Las previsiones de crecimiento sitúan al PIB gallego en un avance del 2,3 % en 2025 y del 2,3 % en 2026, superando incluso la media española en algunos escenarios, y consolidando la recuperación tras la desaceleración global.
El informe de BBVA Research prevé que, de cumplirse estas estimaciones, Galicia podría registrar una tasa de paro del 8,6 % en 2026 y crear cerca de 30 000 nuevos empleos en el bienio 2025-2026.
En términos de empleo registrado, en 2025 se generaron 17.715 nuevos puestos de trabajo, un 1,64 % de crecimiento respecto a 2024, y el número de desempleados se redujo en 6 807 personas, un 5,7 % menos.

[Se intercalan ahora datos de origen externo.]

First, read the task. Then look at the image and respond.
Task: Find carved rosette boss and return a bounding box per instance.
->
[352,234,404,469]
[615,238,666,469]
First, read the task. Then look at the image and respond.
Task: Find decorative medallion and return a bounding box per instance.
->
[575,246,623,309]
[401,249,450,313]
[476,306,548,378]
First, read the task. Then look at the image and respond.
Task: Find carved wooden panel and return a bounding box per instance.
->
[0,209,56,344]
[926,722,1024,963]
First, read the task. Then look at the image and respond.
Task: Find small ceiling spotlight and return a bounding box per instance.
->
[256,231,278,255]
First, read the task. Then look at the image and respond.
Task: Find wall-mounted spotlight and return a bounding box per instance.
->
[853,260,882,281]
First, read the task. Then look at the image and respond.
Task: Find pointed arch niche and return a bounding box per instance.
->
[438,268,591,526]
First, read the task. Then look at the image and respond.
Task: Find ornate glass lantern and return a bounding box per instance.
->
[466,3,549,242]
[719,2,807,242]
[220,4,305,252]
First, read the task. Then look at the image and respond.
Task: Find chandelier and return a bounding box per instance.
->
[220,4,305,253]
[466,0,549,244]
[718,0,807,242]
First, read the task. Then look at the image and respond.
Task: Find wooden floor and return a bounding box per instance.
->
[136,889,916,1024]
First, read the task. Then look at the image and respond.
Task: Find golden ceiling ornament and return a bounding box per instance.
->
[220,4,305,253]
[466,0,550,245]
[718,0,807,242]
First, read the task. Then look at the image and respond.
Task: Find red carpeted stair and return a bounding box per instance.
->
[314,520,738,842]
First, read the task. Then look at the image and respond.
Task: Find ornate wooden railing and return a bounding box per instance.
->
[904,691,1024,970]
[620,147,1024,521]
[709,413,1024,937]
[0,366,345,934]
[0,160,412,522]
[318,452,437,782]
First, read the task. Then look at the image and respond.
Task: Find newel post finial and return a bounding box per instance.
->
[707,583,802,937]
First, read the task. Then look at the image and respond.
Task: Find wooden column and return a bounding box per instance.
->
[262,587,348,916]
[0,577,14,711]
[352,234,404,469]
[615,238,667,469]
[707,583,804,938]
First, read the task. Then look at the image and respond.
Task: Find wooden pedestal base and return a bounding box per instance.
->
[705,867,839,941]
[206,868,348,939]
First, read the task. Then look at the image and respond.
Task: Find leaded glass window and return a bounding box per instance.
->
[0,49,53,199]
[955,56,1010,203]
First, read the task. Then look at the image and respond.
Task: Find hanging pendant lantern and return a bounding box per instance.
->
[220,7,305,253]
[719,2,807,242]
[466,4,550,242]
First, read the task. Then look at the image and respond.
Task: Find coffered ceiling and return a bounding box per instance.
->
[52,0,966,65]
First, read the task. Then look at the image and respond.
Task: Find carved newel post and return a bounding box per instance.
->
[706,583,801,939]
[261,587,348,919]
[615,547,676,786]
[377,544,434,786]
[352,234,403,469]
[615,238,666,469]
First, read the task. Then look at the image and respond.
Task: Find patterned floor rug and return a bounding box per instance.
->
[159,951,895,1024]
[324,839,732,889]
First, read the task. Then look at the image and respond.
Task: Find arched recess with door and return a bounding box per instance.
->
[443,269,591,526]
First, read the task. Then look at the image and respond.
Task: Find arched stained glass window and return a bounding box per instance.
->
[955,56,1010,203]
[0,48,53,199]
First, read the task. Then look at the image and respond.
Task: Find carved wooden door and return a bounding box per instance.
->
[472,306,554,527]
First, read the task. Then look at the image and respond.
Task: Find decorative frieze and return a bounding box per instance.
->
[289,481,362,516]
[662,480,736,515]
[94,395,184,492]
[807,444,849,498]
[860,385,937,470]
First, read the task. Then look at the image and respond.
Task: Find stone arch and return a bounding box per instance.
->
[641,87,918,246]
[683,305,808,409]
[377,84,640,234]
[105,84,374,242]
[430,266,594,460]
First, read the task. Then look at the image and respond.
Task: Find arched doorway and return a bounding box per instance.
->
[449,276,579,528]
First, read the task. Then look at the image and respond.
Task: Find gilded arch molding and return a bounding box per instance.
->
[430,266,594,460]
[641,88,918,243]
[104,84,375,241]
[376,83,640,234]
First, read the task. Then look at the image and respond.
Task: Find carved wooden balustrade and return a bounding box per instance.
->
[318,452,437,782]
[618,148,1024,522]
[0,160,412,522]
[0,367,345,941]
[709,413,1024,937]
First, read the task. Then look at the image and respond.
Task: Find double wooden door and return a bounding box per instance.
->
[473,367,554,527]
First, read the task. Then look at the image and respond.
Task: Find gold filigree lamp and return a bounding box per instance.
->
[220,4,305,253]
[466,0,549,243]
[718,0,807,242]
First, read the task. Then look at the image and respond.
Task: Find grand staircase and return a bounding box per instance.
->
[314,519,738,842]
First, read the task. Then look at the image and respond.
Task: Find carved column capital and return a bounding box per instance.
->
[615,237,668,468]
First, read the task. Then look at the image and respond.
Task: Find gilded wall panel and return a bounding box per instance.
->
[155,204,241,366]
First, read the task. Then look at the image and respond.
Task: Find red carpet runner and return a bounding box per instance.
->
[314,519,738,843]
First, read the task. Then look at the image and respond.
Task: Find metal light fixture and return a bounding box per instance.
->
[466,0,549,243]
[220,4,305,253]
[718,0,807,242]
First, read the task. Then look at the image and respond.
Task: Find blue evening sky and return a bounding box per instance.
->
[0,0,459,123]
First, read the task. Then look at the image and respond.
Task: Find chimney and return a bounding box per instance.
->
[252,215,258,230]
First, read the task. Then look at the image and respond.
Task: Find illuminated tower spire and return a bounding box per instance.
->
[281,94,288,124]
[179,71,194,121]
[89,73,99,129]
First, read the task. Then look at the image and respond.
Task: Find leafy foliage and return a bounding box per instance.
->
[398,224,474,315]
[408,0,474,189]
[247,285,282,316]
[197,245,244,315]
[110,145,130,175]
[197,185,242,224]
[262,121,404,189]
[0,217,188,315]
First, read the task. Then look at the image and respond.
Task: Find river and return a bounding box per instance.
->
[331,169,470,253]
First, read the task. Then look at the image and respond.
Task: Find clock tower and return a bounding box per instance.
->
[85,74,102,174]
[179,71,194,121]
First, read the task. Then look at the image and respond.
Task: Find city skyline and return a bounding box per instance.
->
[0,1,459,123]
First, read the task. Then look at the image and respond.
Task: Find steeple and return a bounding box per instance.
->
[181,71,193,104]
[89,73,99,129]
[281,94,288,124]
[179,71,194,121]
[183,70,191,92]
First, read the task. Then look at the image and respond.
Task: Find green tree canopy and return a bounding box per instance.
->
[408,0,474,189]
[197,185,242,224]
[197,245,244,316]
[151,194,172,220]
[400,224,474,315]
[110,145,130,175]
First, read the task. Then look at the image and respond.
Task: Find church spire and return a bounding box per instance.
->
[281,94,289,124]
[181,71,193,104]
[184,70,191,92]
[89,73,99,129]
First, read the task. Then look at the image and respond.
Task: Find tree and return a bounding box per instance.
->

Uno de los principales retos sigue siendo el de las infraestructuras, especialmente las energéticas y de transporte. El episodio del apagón eléctrico de abril de 2025 puso de manifiesto una vulnerabilidad que no podemos permitirnos como territorio industrial. Sin redes eléctricas modernas, con capacidad suficiente y resiliencia, la reindustrialización de Galicia —verde y sostenible— corre serio peligro. Lo mismo ocurre con el despliegue de energías renovables: frenar proyectos estratégicos supone renunciar a inversión, empleo y competitividad en un momento clave para Europa.
En paralelo, es urgente avanzar en infraestructuras de movilidad y logística que conecten Galicia en igualdad de condiciones con el resto de España y de la UE. El Corredor Atlántico, la intermodalidad ferroviaria, la conexión efectiva de nuestros puertos y una solución justa para autopistas estratégicas como la AP-9 no son reivindicaciones territoriales, sino palancas económicas imprescindibles.
Otro desafío estructural es el marco laboral. Las empresas gallegas defienden el diálogo social y la mejora de las condiciones de trabajo, pero rechazan el intervencionismo y las imposiciones desconectadas de la realidad productiva. Propuestas como la reducción obligatoria de la jornada laboral, sin atender a la productividad ni a la diversidad sectorial, generan inquietud, especialmente entre pymes y micropymes. La competitividad no se decreta: se construye con acuerdos, flexibilidad y realismo.
En este mismo ámbito, el absentismo laboral se ha convertido en un problema de primer orden. Galicia presenta tasas muy superiores a la media nacional, con un impacto directo en costes empresariales, organización del trabajo y capacidad de crecimiento, en un contexto además de escasez de mano de obra. Afrontarlo exige coordinación entre administraciones, sistema sanitario, mutuas y empresas, con el objetivo de acortar tiempos, mejorar controles y facilitar la reincorporación cuando sea posible.
Desde el punto de vista fiscal y administrativo, 2026 debe ser el año de la simplificación real. Menos burocracia, más agilidad y mayor seguridad jurídica. Las personas autónomas y las pequeñas empresas necesitan un entorno que no penalice el inicio ni el crecimiento de la actividad. Galicia es una comunidad emprendedora —con la tasa de actividad emprendedora más alta de la última década—, pero ese potencial puede diluirse si no se acompaña de políticas coherentes y estables.
Finalmente, no podemos perder de vista el marco europeo. El nuevo ciclo presupuestario de la UE y los cambios en la gobernanza de los fondos comunitarios serán determinantes. Galicia debe tener voz y capacidad de influencia para defender una política de cohesión fuerte, descentralizada y orientada a resultados reales, que tenga en cuenta sectores estratégicos como la industria, el mar, la energía o la logística.
2026 no será un año sencillo, pero puede ser un año decisivo. Si somos capaces de avanzar desde el consenso, el diálogo social y la colaboración público-privada, Galicia puede consolidarse como un territorio atractivo para invertir, trabajar y emprender. Las empresas están preparadas para aportar crecimiento, empleo y bienestar. Ahora es el momento de que el entorno acompañe.